Data resmi militer Israel sendiri mencatat 861 tentara tewas, dengan 491 di antaranya gugur dalam pertempuran darat di Jalur Gaza.
Sementara itu, jumlah tentara yang terluka dilaporkan mencapai 5.921 orang, termasuk 2.987 yang mengalami luka akibat kontak langsung dalam pertempuran.
Kendati angka resmi tersebut sudah menunjukkan kerugian besar, laporan Yedioth Ahronoth dan beberapa media berbahasa Ibrani lainnya kerap kali membongkar kebohongan pemerintah mereka sendiri.
Bahkan, pada 10 Desember lalu, Yedioth Ahronoth sempat merilis laporan mengejutkan yang menyebutkan sekitar 5.000 tentara terluka dan 2.000 di antaranya mengalami cacat permanen.

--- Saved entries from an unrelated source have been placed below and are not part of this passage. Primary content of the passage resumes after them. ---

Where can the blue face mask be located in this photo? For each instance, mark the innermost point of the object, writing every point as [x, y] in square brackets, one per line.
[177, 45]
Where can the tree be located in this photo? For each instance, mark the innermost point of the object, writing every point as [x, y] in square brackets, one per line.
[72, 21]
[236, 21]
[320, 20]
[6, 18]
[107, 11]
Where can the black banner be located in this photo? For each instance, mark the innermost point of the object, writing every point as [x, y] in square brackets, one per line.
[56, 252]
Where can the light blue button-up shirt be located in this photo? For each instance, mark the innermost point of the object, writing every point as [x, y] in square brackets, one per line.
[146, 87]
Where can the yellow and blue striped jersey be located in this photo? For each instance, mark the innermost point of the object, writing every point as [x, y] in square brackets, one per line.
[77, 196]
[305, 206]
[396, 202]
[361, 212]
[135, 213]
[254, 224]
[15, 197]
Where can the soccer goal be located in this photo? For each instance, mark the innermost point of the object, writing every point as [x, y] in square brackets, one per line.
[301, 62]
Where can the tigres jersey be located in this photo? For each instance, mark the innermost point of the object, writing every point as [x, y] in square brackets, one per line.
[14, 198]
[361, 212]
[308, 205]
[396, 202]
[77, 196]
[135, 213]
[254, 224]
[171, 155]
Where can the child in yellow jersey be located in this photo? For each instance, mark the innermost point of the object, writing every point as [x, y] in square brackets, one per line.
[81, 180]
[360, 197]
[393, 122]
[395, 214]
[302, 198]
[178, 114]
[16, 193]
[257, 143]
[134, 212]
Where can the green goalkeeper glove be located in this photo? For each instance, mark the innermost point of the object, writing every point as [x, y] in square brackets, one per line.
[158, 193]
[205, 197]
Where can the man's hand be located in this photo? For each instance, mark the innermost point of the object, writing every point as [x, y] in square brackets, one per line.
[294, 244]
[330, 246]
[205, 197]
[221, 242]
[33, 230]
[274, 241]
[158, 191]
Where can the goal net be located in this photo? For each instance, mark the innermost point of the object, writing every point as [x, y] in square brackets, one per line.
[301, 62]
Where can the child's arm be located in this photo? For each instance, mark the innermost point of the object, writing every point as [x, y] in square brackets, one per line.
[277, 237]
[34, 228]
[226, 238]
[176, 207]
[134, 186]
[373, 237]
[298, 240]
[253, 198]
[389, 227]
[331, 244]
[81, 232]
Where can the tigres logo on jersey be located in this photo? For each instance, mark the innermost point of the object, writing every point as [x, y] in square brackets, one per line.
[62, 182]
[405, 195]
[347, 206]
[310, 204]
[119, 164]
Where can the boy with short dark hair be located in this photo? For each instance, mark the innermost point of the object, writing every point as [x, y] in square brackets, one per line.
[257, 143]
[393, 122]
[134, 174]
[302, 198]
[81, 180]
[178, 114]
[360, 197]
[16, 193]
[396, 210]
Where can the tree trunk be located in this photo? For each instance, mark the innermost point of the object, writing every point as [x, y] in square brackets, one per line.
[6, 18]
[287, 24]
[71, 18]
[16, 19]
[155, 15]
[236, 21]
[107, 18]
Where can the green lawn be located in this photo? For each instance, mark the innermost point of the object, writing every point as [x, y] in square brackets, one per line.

Akan tetapi laporan tersebut kemudian ditarik dan diganti dengan versi yang menampilkan angka lebih rendah.
Sejak awal agresi, informasi terkait korban jiwa di kalangan militer Israel menjadi sasaran penyensoran ketat.

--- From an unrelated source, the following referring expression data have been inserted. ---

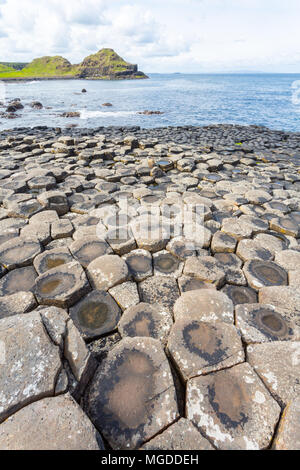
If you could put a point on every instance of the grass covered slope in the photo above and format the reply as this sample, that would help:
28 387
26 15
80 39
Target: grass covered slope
105 64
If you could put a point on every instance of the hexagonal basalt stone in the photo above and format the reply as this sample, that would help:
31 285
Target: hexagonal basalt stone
285 298
165 264
261 274
187 283
206 305
88 249
262 323
140 264
199 348
160 290
95 315
29 362
52 259
107 271
18 280
277 364
233 409
205 268
288 433
182 435
16 304
62 286
146 320
285 225
132 396
251 249
18 252
56 423
240 294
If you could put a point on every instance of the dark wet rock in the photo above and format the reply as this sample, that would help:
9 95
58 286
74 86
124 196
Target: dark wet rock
146 320
56 423
233 409
18 280
95 315
62 286
261 274
180 436
199 348
277 364
206 305
162 290
262 323
132 396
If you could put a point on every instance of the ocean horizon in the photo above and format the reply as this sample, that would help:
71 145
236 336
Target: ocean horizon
185 99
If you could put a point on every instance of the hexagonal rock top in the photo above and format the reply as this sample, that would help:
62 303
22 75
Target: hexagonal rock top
262 323
18 252
206 305
233 408
182 435
50 424
62 286
29 362
107 271
96 314
198 348
278 366
146 320
288 434
132 395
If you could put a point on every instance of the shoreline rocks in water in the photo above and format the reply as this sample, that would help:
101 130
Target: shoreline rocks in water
145 272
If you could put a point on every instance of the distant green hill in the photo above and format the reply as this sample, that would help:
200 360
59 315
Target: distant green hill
105 64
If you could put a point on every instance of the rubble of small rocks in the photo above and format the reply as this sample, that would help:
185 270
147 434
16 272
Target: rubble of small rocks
149 288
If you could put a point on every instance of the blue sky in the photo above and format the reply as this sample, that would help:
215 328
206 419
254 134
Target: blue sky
160 35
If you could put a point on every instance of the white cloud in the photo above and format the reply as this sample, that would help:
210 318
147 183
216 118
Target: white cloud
194 35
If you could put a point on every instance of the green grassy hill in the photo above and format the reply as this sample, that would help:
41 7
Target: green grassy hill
105 64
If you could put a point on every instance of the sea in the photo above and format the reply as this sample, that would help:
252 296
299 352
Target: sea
270 100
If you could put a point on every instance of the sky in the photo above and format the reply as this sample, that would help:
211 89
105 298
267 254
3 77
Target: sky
164 36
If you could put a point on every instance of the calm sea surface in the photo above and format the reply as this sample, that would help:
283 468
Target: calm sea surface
262 99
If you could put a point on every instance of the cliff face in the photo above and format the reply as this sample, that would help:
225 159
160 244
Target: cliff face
107 64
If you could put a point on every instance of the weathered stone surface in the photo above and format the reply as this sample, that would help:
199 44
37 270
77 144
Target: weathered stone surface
88 249
29 363
107 271
62 286
261 274
52 259
160 290
205 268
132 396
233 409
262 323
18 252
207 305
146 320
278 365
288 433
16 304
96 314
180 436
140 264
50 424
199 348
126 294
18 280
284 297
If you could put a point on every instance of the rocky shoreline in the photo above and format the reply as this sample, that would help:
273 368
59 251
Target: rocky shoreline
150 288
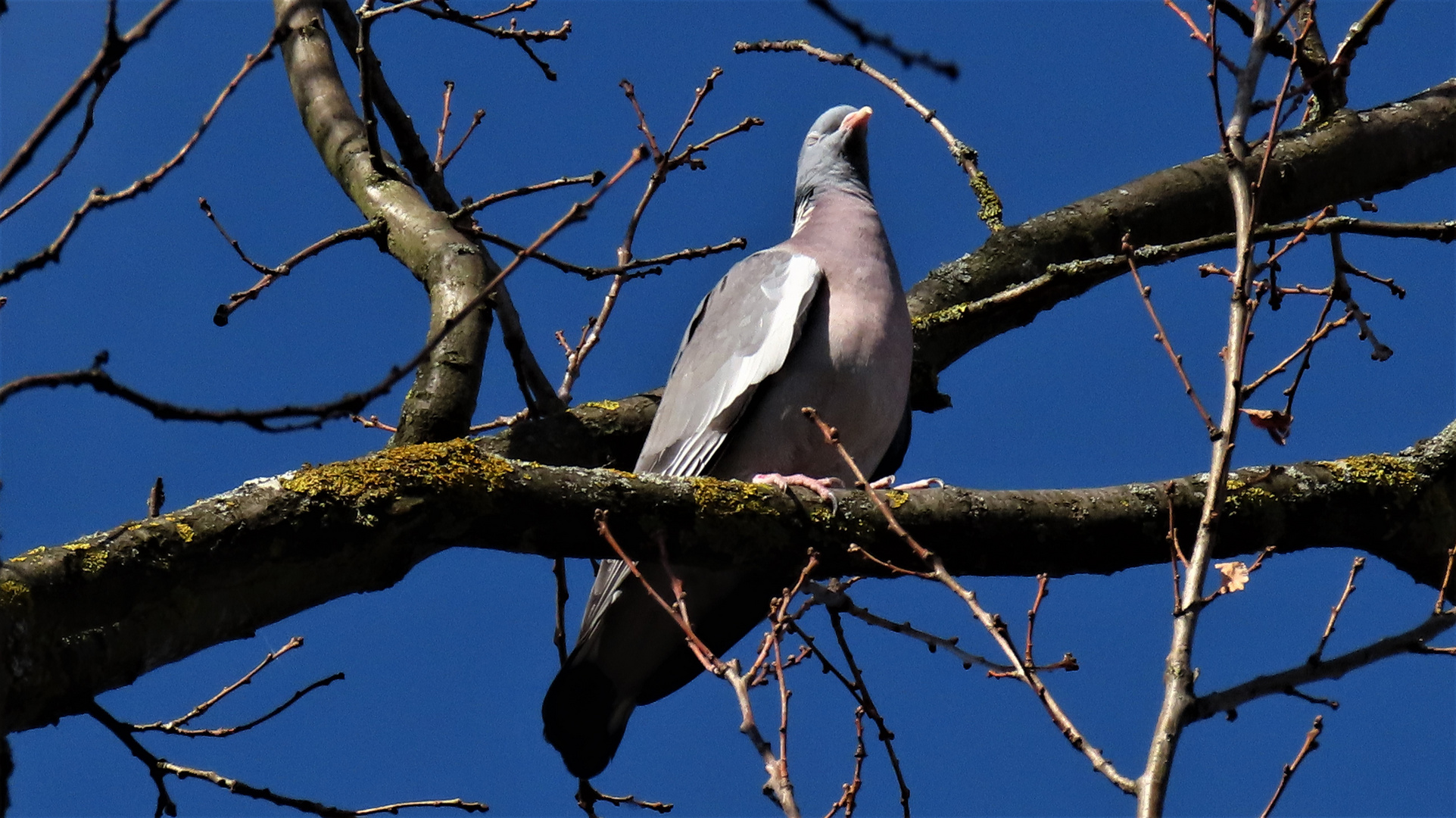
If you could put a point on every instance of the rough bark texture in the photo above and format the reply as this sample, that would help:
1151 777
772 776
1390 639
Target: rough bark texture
95 614
1005 284
451 265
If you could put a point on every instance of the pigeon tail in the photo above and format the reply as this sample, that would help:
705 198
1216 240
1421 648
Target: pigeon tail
585 717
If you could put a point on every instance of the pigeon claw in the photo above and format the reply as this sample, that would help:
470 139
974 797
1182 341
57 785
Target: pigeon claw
817 485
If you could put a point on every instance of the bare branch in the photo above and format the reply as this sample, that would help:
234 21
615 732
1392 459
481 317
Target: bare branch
99 200
76 146
964 155
1411 641
1311 744
907 58
1334 612
1168 347
104 64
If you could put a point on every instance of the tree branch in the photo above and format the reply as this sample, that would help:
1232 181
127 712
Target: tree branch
86 614
1006 283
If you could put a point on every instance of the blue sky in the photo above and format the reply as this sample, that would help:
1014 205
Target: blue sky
446 670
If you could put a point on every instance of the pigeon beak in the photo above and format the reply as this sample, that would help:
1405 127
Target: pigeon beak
858 120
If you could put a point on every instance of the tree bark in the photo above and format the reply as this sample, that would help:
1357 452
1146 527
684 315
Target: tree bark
1005 284
449 264
96 614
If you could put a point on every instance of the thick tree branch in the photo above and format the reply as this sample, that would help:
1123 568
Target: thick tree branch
96 614
451 265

Pemerintah melarang media merilis data kematian secara bebas, dengan dalih menjaga moral pasukan serta mencegah tekanan publik terhadap para pejabat keamanan dan politik.

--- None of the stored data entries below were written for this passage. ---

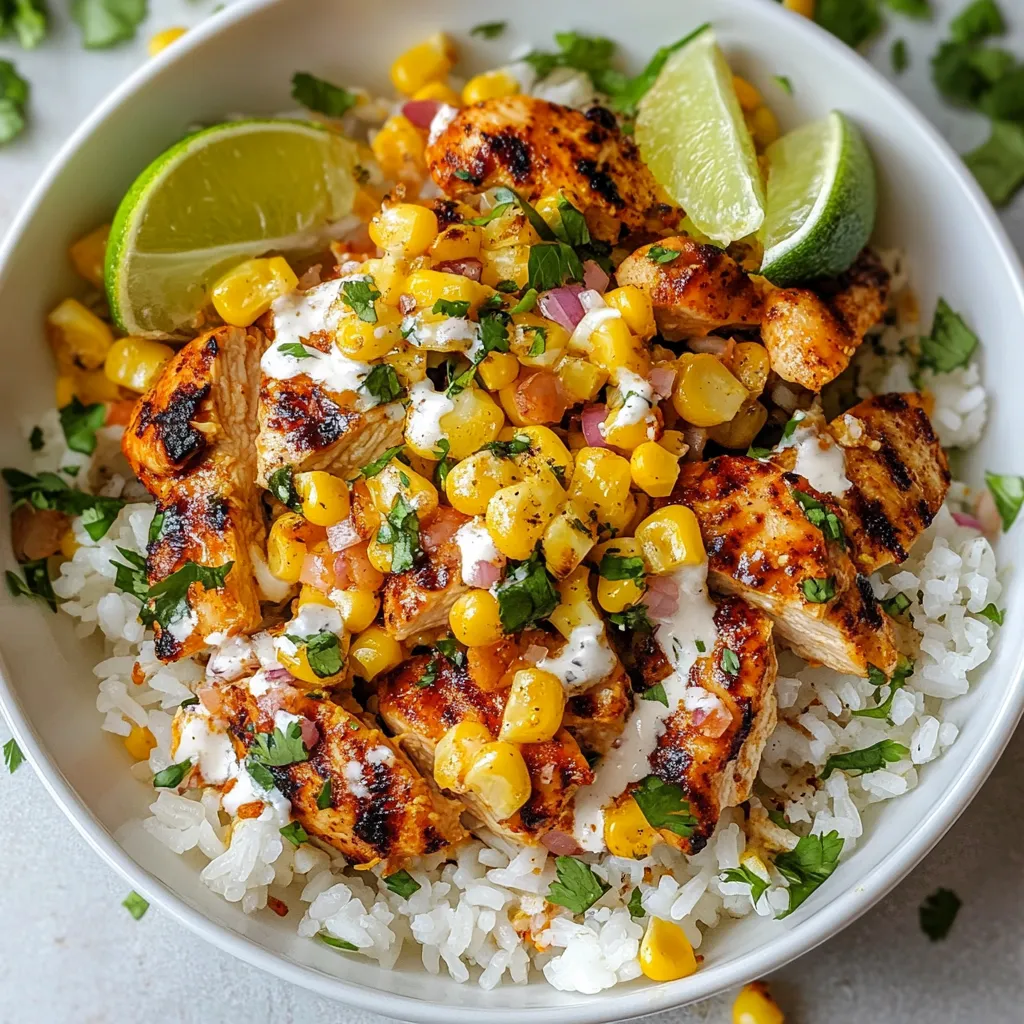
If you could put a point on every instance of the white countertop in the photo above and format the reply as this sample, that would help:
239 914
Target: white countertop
69 952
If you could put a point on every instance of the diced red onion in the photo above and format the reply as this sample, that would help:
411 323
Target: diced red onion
591 420
421 112
594 276
563 306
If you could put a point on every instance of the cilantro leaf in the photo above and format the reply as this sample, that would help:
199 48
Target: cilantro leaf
320 95
578 888
665 806
807 865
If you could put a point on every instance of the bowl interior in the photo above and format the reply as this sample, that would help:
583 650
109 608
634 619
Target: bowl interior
244 64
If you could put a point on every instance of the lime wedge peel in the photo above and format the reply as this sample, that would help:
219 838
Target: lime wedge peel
822 200
223 195
692 135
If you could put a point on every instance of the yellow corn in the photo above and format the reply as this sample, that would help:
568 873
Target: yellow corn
654 469
706 393
636 309
475 421
139 742
285 549
161 40
427 61
627 833
325 497
534 710
89 253
375 651
79 337
399 148
475 621
472 482
489 85
518 515
670 538
616 595
666 953
134 363
754 1005
406 229
246 292
455 753
499 777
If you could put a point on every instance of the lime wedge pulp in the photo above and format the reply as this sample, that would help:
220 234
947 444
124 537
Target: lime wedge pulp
692 135
822 200
215 199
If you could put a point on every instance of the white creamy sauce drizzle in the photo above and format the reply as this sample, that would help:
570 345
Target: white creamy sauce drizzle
585 659
692 622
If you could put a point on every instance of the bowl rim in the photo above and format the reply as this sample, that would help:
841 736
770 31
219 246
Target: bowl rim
610 1005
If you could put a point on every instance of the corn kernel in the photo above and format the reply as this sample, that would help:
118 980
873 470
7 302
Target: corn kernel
135 363
666 953
489 85
534 710
518 515
88 255
475 621
425 62
706 393
670 538
627 833
79 337
654 469
139 742
159 41
455 753
406 229
375 651
472 482
499 777
246 292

Namun laporan terbaru menyiratkan realita yang kontras. Komandan yang dikutip oleh Yedioth Ahronoth menyatakan bahwa Israel kini kekurangan personel tempur, bahkan sampai harus mengerahkan tentara yang mengalami gangguan psikologis.
“Karena tentara kami tidak memiliki komitmen untuk berperang, kami terpaksa merekrut individu yang kondisi mentalnya tidak stabil,” ungkapnya.
“Kami berperang dengan apa yang kami miliki, walaupun kami tahu kondisi psikologis mereka tidak layak tempur," imbuhnya.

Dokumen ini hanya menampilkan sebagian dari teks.